Seven major clusters were identified in stimulated PBMCs, two of which were almost absent in unstimulated controls. Activation-associated genes, such as interferon-γ (IFNG), interleukin 2 (IL2), and lymphotoxin-α (LTA), were highly enriched in these two clusters. Dimensionality reduction applied with 27 parameters to identify AIM-reactive CD4+ T cell clusters revealed 11 distinct clusters.
The distribution of cells across these 11 clusters was similar between the two cohorts at pre- and post-boost time points. Most CD4+ T cells in both cohorts were identified in cluster 0 expressing CD27, selectin L (SELL), and transcription factor 7 (TCF7), suggestive of a central memory state. Post-booster vaccination, infection-primed CD4+ T cells were more in cluster 1 that expressed cytotoxic genes than in other clusters. The polyfunctionality of CD4+ T cells was similar between the two cohorts and was not markedly altered upon booster vaccination.
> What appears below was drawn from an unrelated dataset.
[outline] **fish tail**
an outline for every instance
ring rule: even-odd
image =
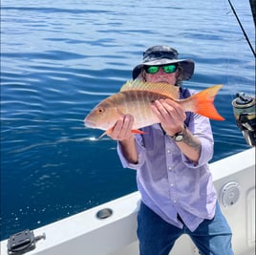
[[[193,100],[195,113],[215,120],[224,120],[213,104],[215,96],[222,87],[223,85],[215,85],[193,95],[190,99]]]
Sixty-nine and 220 genes were differentially expressed in CD4+ T cells before and after booster vaccination, respectively, between the two cohorts. CD4+ T cells from infection-primed adults differentially expressed IFN-stimulated genes. In contrast, CD4+ T cells from vaccine-primed individuals showed differential expression of genes involved in nuclear factor kappa B (NF-kB) signaling. Gene set enrichment analysis (GSEA) was performed to test for differences at a pathway level.
It revealed significant enrichment for IFN α and γ response gene sets in CD4+ T cells for infection-primed subjects at the pre-boost time point. Booster vaccination did not substantially alter gene set enrichment, suggesting that CD4+ T cells were differentially imprinted at priming and the transcriptional profile was minimally changed upon re-exposure to the spike during mRNA vaccination.
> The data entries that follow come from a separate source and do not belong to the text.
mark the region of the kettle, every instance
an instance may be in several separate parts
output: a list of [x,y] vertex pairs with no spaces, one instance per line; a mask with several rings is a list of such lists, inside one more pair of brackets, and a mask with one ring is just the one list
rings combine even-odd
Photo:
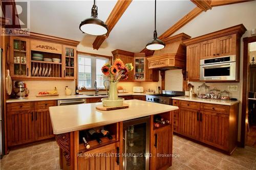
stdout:
[[72,93],[72,90],[69,88],[68,86],[66,86],[65,88],[66,95],[71,95]]

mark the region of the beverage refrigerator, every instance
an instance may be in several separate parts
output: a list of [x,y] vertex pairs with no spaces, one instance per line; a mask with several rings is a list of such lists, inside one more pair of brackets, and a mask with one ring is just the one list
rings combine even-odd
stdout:
[[124,170],[150,168],[150,116],[123,123]]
In contrast, GSEA revealed significant enrichment of the NF-kB signaling gene set in vaccine-primed individuals at the post-boost time point. Moreover, the mitotic spindle and G2M checkpoint gene sets were enriched at pre- and post-boost time points, suggesting a robust expression of proliferation-associated genes in vaccine-primed CD4+ T cells.
As such, CD4+ T-cell frequency was two-fold higher in vaccine-primed adults than infection-primed individuals one month after the second mRNA vaccination, indicating that imprinting at the time of priming of memory CD4+ T cells can result in durable effects on cellular activation and may also influence the proliferative potential.
Lastly, SARS-CoV-2 vaccine breakthrough infections in five vaccine-primed participants caused subtle changes in the transcriptional profile of the CD4+ T cells. However, it did not recapitulate the transcriptional landscape of infection-primed CD4+ T cells.
In summary, the findings indicated that the imprint of inflammation during the formation of SARS-CoV-2 spike-specific memory CD4+ T cells resulted in persistent transcriptional changes sustained even after mRNA vaccination relative to CD4+ T cells primed during mRNA vaccination. SARS-CoV-2 vaccine breakthrough infection did not cause dramatic changes to the transcriptional landscape of vaccine-primed CD4+ T cells. Taken together, the study provided valuable insights into factors that impact functionality and quality of memory CD4+ T-cell responses, which will help inform future vaccine designs.
bioRxiv publishes preliminary scientific reports that are not peer-reviewed and, therefore, should not be regarded as conclusive, guide clinical practice/health-related behavior, or treated as established information.